Crews with the Los Angeles Fire Department have been grinding away for days at a stubborn blaze inside a massive cold-storage warehouse in Boyle Heights, and the fight is far from over.

The fire broke out shortly after 2:30 p.m. on Wednesday, June 19, at a roughly 491,000-square-foot facility on South Los Palos Street operated by Lineage Logistics, according to FOX 11 Los Angeles and CBS Los Angeles. The building is essentially one enormous freezer — corrugated steel walls packed with dense foam insulation. "The best way to describe this is like a giant cooler," LAFD Chief Jaime Moore told reporters.

That construction is exactly what has made the job so brutal for firefighters. The flames burned deep beneath structural debris and a rooftop solar array, in spaces hose streams can't easily reach. So crews turned to tactics almost never seen on a structure fire: continuous water drops from helicopters alongside towering ground-level ladder pipes. The fire even re-ignited Friday evening after a wind shift, and by the weekend crews were warning that the building's structural integrity itself had become a concern, KTLA reported.

Through it all, there is one piece of good news worth honoring: no injuries have been reported, not among the firefighters and not among civilians. That is no small thing given the size of this fire and the hazards inside.

A "Biohazard Emergency"

And those hazards are serious. With the power and refrigeration knocked out, an estimated 85 million pounds of food — chicken, beef, pork, fish, bread and wheat products — has been left to rot. "What we're dealing with now is 85 million pounds of food that's about to go bad and to spoil," Chief Moore said, calling the situation a "biohazard emergency."

The danger isn't limited to spoiling meat. Crews have been working to pull ammonia from the facility's refrigeration tanks and haul it off-site, and to retrieve lithium-ion forklift batteries to cut down the fire risk, LAist reported. Monitoring teams have also detected trace levels of bromine and chlorine.

The smoke has become a public-health headache across a wide swath of Southern California. Air-quality officials extended a Particle Pollution Advisory after the Friday flare-up, with PM2.5 readings climbing into "unhealthy" and "very unhealthy" territory across central Los Angeles County, the San Gabriel Valley, the East San Fernando Valley and the northwest San Bernardino Valley. Shelter-in-place orders were issued and lifted twice; no broad evacuation has been ordered. The city opened respite centers, handing out N95 masks, air filters and bottled water.

Local and State Emergencies

Mayor Karen Bass declared a local emergency, telling residents the chief worry now is "biohazard smoke" rather than spreading flames. Gov. Gavin Newsom followed with a state of emergency, authorizing N95 masks, air purifiers and additional air-monitoring gear. "California is mobilizing to support Los Angeles as firefighters continue their work," Newsom said.

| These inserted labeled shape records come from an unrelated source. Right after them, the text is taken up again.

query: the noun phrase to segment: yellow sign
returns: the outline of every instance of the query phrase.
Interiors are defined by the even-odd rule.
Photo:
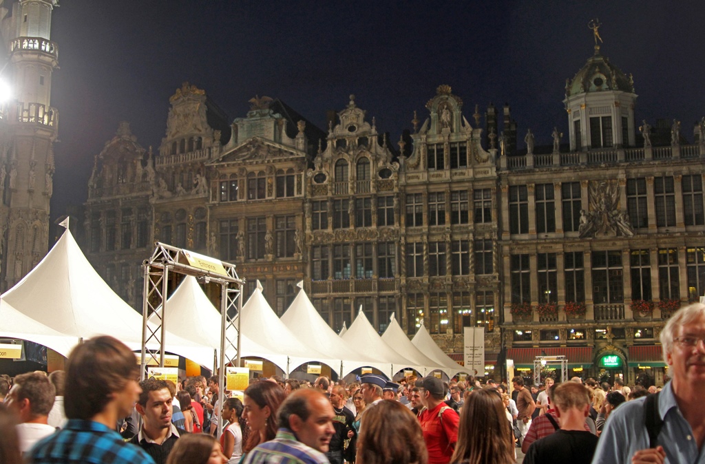
[[[262,371],[262,362],[246,359],[245,360],[245,367],[250,370],[261,372]],[[228,389],[229,390],[230,389]]]
[[[142,353],[135,353],[135,356],[137,358],[137,363],[142,364]],[[159,355],[157,355],[157,358],[154,358],[150,356],[149,353],[147,353],[145,355],[145,360],[147,362],[147,365],[148,366],[159,365]],[[164,367],[178,367],[178,356],[176,355],[164,355]]]
[[[250,386],[250,370],[247,367],[226,367],[226,390],[244,391]]]
[[[223,267],[223,263],[220,260],[216,260],[205,255],[195,253],[192,251],[184,250],[183,255],[188,261],[188,264],[197,269],[203,271],[210,271],[214,274],[219,274],[221,276],[227,276],[228,272]]]
[[[147,367],[147,377],[157,380],[171,380],[176,384],[178,383],[178,367]]]
[[[0,359],[20,359],[22,358],[22,345],[0,343]]]

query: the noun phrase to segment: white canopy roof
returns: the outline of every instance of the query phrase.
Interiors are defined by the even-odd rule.
[[[276,361],[266,358],[280,367],[282,363],[286,368],[283,370],[288,374],[297,367],[309,362],[319,362],[328,365],[336,371],[340,368],[340,359],[324,355],[311,348],[309,343],[300,341],[267,303],[262,295],[262,286],[257,281],[257,288],[243,306],[240,330],[243,334],[252,336],[255,341],[270,353],[280,353]],[[237,318],[236,318],[237,319]],[[237,325],[237,322],[235,323]],[[327,350],[329,347],[322,346]],[[287,361],[288,366],[287,367]]]
[[[131,349],[142,348],[142,316],[101,279],[68,230],[37,267],[0,298],[30,319],[73,337],[75,343],[105,334]],[[210,349],[168,331],[166,341],[171,353],[203,365],[212,362]]]
[[[393,313],[390,318],[389,325],[382,334],[382,340],[410,361],[424,366],[426,371],[422,372],[424,375],[428,375],[432,371],[443,367],[436,361],[426,356],[414,343],[411,343],[411,340],[409,340],[409,337],[397,322]]]
[[[355,351],[365,358],[379,360],[381,362],[386,362],[388,367],[386,370],[380,370],[390,379],[394,374],[405,367],[415,369],[423,373],[425,366],[417,365],[406,359],[394,348],[386,344],[381,337],[377,334],[372,327],[364,313],[362,311],[357,313],[357,317],[350,324],[350,328],[343,334],[343,340],[354,346]]]
[[[341,360],[342,372],[336,370],[341,377],[358,367],[375,367],[381,371],[389,367],[388,364],[380,362],[376,358],[364,359],[355,348],[336,335],[314,307],[303,288],[282,315],[281,322],[301,343],[323,347],[329,356]]]
[[[157,315],[161,313],[160,307],[157,308],[155,314],[149,317],[149,321],[156,322]],[[215,350],[216,353],[220,353],[220,334],[222,325],[221,313],[203,293],[195,277],[187,276],[166,300],[165,324],[168,332],[203,346],[207,346],[212,350],[212,350]],[[236,336],[237,331],[233,329],[228,332],[228,338],[230,340],[234,341]],[[278,353],[270,353],[245,336],[242,337],[240,343],[241,356],[243,358],[247,356],[265,358],[286,372],[286,356],[283,358],[281,362],[282,359],[279,359],[281,357]],[[228,355],[233,358],[235,358],[235,353],[228,351]],[[272,358],[278,360],[279,362],[275,362]]]
[[[25,316],[4,300],[0,300],[0,336],[28,340],[48,346],[63,356],[68,356],[78,343],[76,337],[68,336]]]
[[[436,361],[439,365],[443,366],[442,370],[448,377],[452,377],[458,372],[470,374],[470,371],[453,361],[448,355],[443,353],[443,350],[431,338],[429,331],[426,330],[426,327],[423,323],[422,323],[419,330],[417,331],[416,335],[414,336],[411,343],[427,357]]]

As for what started it: Lineage Logistics says the fire began while contractors hired by the third-party owner of the rooftop solar array were testing the panels. Arson investigators are on scene as a matter of routine, and the cause remains under investigation.

For now, the men and women of the LAFD remain on the line, doing the dangerous, exhausting work of putting this one out.